What are we to make of Felix’s pairing, in the last year of his life, of Elijah and Christus, the Old and New Testaments, the faith of his grandfather and his own professed Christianity?  The conclusion, developed by Sposato in the epilogue of his study, is that Felix’s attitude toward the oratorio….shifted during his career as he struggled with issues of his Jewish ancestry and adopted Christian faith….Though all the evidence suggests Felix was a sincere, devout Protestant, in the eyes of his contemporaries at some level a ‘Jewish identity had been etched indelibly into his being, character and life.’

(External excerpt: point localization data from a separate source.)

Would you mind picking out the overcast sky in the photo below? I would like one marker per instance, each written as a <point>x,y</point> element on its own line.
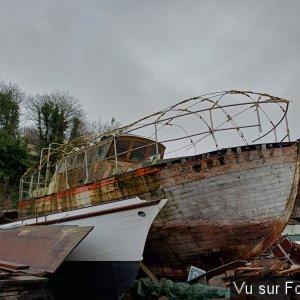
<point>130,58</point>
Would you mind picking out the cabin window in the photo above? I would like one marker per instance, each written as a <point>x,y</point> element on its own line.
<point>62,166</point>
<point>70,163</point>
<point>79,160</point>
<point>91,156</point>
<point>101,151</point>
<point>123,148</point>
<point>138,151</point>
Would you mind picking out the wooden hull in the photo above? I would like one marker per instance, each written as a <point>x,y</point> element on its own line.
<point>224,205</point>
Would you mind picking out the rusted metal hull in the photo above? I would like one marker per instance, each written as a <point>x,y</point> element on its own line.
<point>224,205</point>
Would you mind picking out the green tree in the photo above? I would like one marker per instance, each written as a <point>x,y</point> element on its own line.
<point>14,158</point>
<point>57,116</point>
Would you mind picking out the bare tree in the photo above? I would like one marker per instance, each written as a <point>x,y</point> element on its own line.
<point>58,117</point>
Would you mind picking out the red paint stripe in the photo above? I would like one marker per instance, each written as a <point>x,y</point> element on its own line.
<point>82,189</point>
<point>98,213</point>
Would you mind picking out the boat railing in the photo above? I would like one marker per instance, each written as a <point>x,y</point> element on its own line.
<point>182,128</point>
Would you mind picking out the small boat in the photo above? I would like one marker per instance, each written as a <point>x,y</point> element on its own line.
<point>106,262</point>
<point>224,161</point>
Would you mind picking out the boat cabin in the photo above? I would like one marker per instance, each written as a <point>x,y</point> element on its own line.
<point>104,158</point>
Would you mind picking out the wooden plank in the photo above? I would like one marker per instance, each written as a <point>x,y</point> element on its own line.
<point>289,271</point>
<point>147,272</point>
<point>8,265</point>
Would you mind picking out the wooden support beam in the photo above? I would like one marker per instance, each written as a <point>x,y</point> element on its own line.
<point>147,272</point>
<point>8,265</point>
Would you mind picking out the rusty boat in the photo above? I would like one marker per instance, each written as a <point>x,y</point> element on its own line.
<point>224,161</point>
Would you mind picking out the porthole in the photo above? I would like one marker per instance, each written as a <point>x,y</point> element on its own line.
<point>142,214</point>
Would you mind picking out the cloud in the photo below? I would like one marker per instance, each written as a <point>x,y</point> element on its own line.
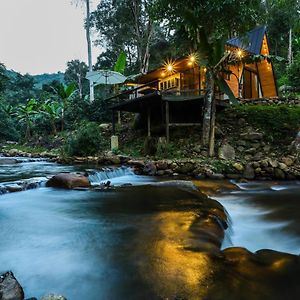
<point>40,36</point>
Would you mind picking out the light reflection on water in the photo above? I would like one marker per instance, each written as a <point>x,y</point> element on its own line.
<point>134,242</point>
<point>263,216</point>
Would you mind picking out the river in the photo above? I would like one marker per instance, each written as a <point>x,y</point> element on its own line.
<point>132,242</point>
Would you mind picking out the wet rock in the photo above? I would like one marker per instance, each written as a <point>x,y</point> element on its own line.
<point>8,161</point>
<point>185,168</point>
<point>150,169</point>
<point>282,166</point>
<point>162,165</point>
<point>68,181</point>
<point>252,136</point>
<point>53,297</point>
<point>216,176</point>
<point>10,289</point>
<point>12,188</point>
<point>273,163</point>
<point>288,161</point>
<point>226,152</point>
<point>136,163</point>
<point>249,172</point>
<point>279,174</point>
<point>258,156</point>
<point>239,167</point>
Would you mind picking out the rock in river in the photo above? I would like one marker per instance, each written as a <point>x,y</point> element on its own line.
<point>10,289</point>
<point>68,181</point>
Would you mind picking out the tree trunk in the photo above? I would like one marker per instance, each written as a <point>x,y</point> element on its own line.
<point>79,85</point>
<point>62,119</point>
<point>88,38</point>
<point>211,150</point>
<point>290,53</point>
<point>207,108</point>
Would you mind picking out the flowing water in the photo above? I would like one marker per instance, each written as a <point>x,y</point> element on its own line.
<point>129,242</point>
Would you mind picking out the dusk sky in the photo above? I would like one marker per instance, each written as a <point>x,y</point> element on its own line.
<point>40,36</point>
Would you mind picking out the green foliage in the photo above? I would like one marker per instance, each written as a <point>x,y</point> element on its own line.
<point>76,73</point>
<point>294,73</point>
<point>86,140</point>
<point>121,63</point>
<point>3,77</point>
<point>7,126</point>
<point>40,80</point>
<point>278,122</point>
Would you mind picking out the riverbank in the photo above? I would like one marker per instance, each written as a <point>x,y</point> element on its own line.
<point>176,237</point>
<point>265,168</point>
<point>253,141</point>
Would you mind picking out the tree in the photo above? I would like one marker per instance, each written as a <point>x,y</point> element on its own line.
<point>25,114</point>
<point>64,94</point>
<point>206,24</point>
<point>52,109</point>
<point>76,73</point>
<point>3,77</point>
<point>126,25</point>
<point>89,42</point>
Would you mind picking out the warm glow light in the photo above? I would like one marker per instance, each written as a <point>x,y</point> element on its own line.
<point>169,67</point>
<point>240,53</point>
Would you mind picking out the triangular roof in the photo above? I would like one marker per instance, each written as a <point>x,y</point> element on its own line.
<point>252,42</point>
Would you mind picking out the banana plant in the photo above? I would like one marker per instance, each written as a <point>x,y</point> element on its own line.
<point>65,93</point>
<point>52,109</point>
<point>25,114</point>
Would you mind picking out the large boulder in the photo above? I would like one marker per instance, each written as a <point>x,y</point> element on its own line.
<point>251,136</point>
<point>68,181</point>
<point>249,172</point>
<point>7,161</point>
<point>53,297</point>
<point>226,152</point>
<point>10,289</point>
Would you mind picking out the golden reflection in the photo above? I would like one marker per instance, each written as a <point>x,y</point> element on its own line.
<point>213,187</point>
<point>176,271</point>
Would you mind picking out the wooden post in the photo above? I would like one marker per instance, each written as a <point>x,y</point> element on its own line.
<point>167,122</point>
<point>113,122</point>
<point>149,121</point>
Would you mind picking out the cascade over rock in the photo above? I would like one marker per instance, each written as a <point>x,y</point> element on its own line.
<point>68,181</point>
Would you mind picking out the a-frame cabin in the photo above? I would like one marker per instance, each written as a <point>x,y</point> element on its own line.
<point>255,80</point>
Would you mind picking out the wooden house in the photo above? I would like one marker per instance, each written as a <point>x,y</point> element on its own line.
<point>174,93</point>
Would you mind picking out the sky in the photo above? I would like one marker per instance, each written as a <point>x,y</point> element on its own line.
<point>41,36</point>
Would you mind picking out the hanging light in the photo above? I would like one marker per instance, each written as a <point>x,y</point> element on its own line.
<point>169,67</point>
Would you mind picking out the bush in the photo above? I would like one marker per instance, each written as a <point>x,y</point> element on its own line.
<point>86,140</point>
<point>294,73</point>
<point>7,127</point>
<point>278,122</point>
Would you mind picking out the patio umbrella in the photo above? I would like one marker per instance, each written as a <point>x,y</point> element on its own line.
<point>105,77</point>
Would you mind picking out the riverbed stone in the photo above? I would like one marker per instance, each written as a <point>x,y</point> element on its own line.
<point>239,167</point>
<point>252,136</point>
<point>226,152</point>
<point>8,161</point>
<point>279,174</point>
<point>249,172</point>
<point>68,181</point>
<point>12,188</point>
<point>288,161</point>
<point>10,289</point>
<point>53,297</point>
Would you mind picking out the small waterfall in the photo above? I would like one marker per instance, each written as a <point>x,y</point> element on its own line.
<point>101,176</point>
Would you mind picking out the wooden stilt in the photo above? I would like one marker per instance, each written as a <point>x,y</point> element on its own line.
<point>149,121</point>
<point>113,122</point>
<point>167,122</point>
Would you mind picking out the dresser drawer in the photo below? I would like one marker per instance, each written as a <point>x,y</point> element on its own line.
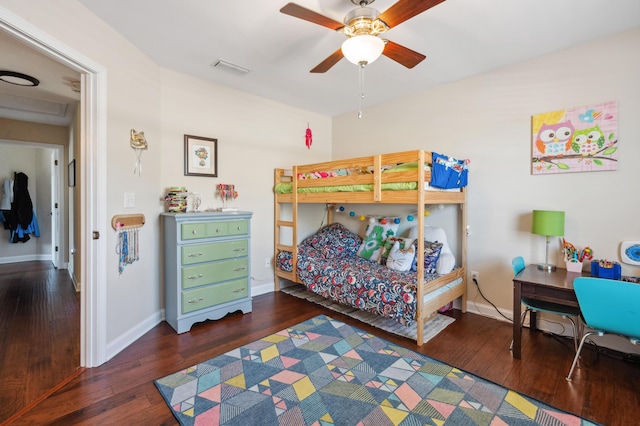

This to me is speculative hogwash, and it gets no better because it is referred speculative hogwash.  It is worse than that.  To suggest that a man may be indelibly etched or branded by his racial history is plain evil.  We are not talking about a conversion.  According to the sources, Abraham and Lea never introduced Felix to the Jewish faith.  His first faith was his last – he just came to it later than most kids.

But even if Felix were a convert, what does it matter if his ancestry was Jewish, German, Irish, Blackfella or Hottentot?  And what do we make of the catty epithet ‘sincere’?  I am aware that Jews turning to Christ in Germany then, or elsewhere at other times, may have been seeking a change of civil status – but that obvious fact does not authorise speculation of the most pernicious kind.

And what’s with this concern about the difference between the Old Testament and the New Testament?  When Christians take the oath on the bible, they swear on both testaments.  A lot of the New Testament is there to show that the new dispensation was foreseen or authorised by the Old Testament.  A form of Christianity that sought to annihilate or annul the Old Testament would, to put it softly, be unlike anything we have ever known.  And the best known religious work of musical art, the Messiah of Handel, is largely based on the text of the Old Testament.

If anyone has any doubt about the Lutheran inspiration of this composer’s art, they should acquire a disk by a French choral and instrumental group called Accentus Ensemble Orchestral de Paris – the disk is called Christus, Cantates, Chorales.  It consists of an oratorio, Christus, that was unfinished at the death of the composer.  It is an invocation of the Saint Matthew Passion of Bach, which Mendelssohn had revived at the age of about twenty.  (Had he done nothing else, this would have earned him immortality.)  In addition there are two short cantatas.  The second is based on wording of Luther, and celebrates the great hymn O Haupt voll Blut und Wunden (which many know as ‘O sacred head sore wounded’).  People who can listen to any of this art unmoved have been dealt a heavy blow by providence.  Yes, the inspiration is God, but this art is of the highest – with or without God.

But even in the sleeve notes to this wonderful recording, we get:

The first full chorus [of Christus] sets a prophecy from the Book of Numbers, ‘Es wird ein Stern aus Jacob aufgehen’, that must have appealed to Mendelssohn, who, though Lutheran by baptism and confirmation had not forgotten his Jewish heritage and sought frequently to ally the two faiths.

Has this learned commentator also forgotten that the bible of the Christians comes in two parts?  If so, the omission is not insubstantial.

If you run into someone coming out of St Peter’s in Rome who says that he did not even look at the Pieta of Michelangelo because this was Catholic art and he was not Catholic, you would know that you had a five star nut on your hands.  It is, or should be the same, with all those ‘religious’ artists.  Take El Greco, my favourite.  He and his great art were dedicated to the Counter Reformation.  What effect does that have on me?  Nil, nix, nought, and nothing.  Zilch.  Rien.  

The art of Bach and Mendelssohn, whether inspired by or devoted to the celebration of God, are part of the title deeds of civilisation and the comfort of mankind.  The Saint Matthew Passion of Bach is up there with the Iliad, Divine Comedy, and King Lear in the Alps of the West.  The works of Mendelssohn I have referred to are not in the valleys.  Regardless of our faith or ancestry, they are part of the heritage of all of us.  Those who wish to obscure that simple faith do us no good service.